If you are a programmer, you might have come into touch with SQL in one way or another at some point in time.
Especially if you're a Data Scientist / Analyst, you probably had contact with it, but then you probably decided to use much cooler and fancier ways to sort data using pandas or tidyverse.
However, with huge datasets being collected and churned out every day, as long as the data is in an SQL compliant database, SQL is still the quickest way to help you investigate, sort and aggregate in order to get a thorough understanding of your data.
By slicing and dicing with SQL, you will be able to identify patterns that are worth looking at further, which can often lead to a redefinition of the research population and to variables that are considerably smaller than the initial set.
Therefore, rather than converting large datasets to R or Python readable arrays/lists, the first step of analytics should be to use SQL to gain insights from your data.
1. Use WITH statements for better readability
Code readability is very critical. Readable code can be easily understood, without taking too much effort to understand what the programmer is trying to do.
I think that the readability of code is also partly determined by how much effort the coder is putting into their job. If they don't make a lot of effort to make it readable, then it will naturally be less readable.

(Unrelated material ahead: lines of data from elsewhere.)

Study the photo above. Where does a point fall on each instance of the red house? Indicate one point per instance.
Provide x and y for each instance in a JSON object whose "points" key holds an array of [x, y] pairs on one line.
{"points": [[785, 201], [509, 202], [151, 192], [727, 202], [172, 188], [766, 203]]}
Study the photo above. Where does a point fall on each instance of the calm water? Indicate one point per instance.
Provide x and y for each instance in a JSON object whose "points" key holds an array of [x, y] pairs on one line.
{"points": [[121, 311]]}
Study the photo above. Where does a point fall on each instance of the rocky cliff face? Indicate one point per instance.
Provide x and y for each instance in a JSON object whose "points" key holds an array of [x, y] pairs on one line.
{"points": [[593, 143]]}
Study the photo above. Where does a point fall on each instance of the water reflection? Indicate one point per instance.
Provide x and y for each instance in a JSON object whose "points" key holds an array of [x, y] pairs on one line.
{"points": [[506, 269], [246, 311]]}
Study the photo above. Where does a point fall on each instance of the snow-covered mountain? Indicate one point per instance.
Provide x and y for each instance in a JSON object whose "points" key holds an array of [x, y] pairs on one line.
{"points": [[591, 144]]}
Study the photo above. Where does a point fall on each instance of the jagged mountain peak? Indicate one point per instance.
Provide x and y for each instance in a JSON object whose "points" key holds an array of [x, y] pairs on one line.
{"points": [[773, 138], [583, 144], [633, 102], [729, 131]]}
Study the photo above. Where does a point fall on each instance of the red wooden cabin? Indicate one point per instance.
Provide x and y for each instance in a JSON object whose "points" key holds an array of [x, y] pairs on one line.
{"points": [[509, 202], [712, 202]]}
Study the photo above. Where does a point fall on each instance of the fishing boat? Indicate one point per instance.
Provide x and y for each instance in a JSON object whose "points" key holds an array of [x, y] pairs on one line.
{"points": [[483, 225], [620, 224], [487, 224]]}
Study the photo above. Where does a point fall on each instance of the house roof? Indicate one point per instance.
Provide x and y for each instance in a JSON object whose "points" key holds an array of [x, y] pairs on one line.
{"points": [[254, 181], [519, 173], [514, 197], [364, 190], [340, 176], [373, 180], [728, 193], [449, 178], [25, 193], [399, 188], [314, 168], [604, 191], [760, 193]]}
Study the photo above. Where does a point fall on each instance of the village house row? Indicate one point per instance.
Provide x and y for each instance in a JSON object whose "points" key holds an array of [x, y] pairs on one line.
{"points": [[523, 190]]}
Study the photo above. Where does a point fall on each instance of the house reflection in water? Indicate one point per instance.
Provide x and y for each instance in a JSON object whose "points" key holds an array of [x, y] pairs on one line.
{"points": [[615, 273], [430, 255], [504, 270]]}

Fairly complex queries containing two or more nested sub-questions make it difficult for other people to read, debug and understand your code.
But, fortunately, there is a WITH
clause (this process is also called Subquery factoring).
WITH Statements are like a temporary result set holder, they allow you to give a sub-query block a name, which then can be referenced in several places within the main SQL query. WITH statements need to be followed by a SELECT
, INSERT
, UPDATE
or DELETE
statement.
This way you can use them to easily break down very complex queries to make them more readable.
See following example:
WITH employee AS (SELECT * FROM Employees) SELECT * FROM employee WHERE ID < 20 UNION ALL SELECT * FROM employee WHERE Gender = 'F'
Or this example which is a bit more complex and where the WITH
would actually make sense:
WITH totalPay(Airline, total) as (SELECT Airline, sum(Pay) FROM Pilot GROUP BY Airline), airlineAverage(avgPay) as (SELECT avg(Pay) FROM Pilot ) SELECT Airline FROM totalPay, airlineAverage WHERE totalPay.total > airlineAverage.avgPay;
I know that this is a fairly simple query example but I hope you should get the point.
By using the WITH
clause, you can break down nested queries into individual temp views for better code readability.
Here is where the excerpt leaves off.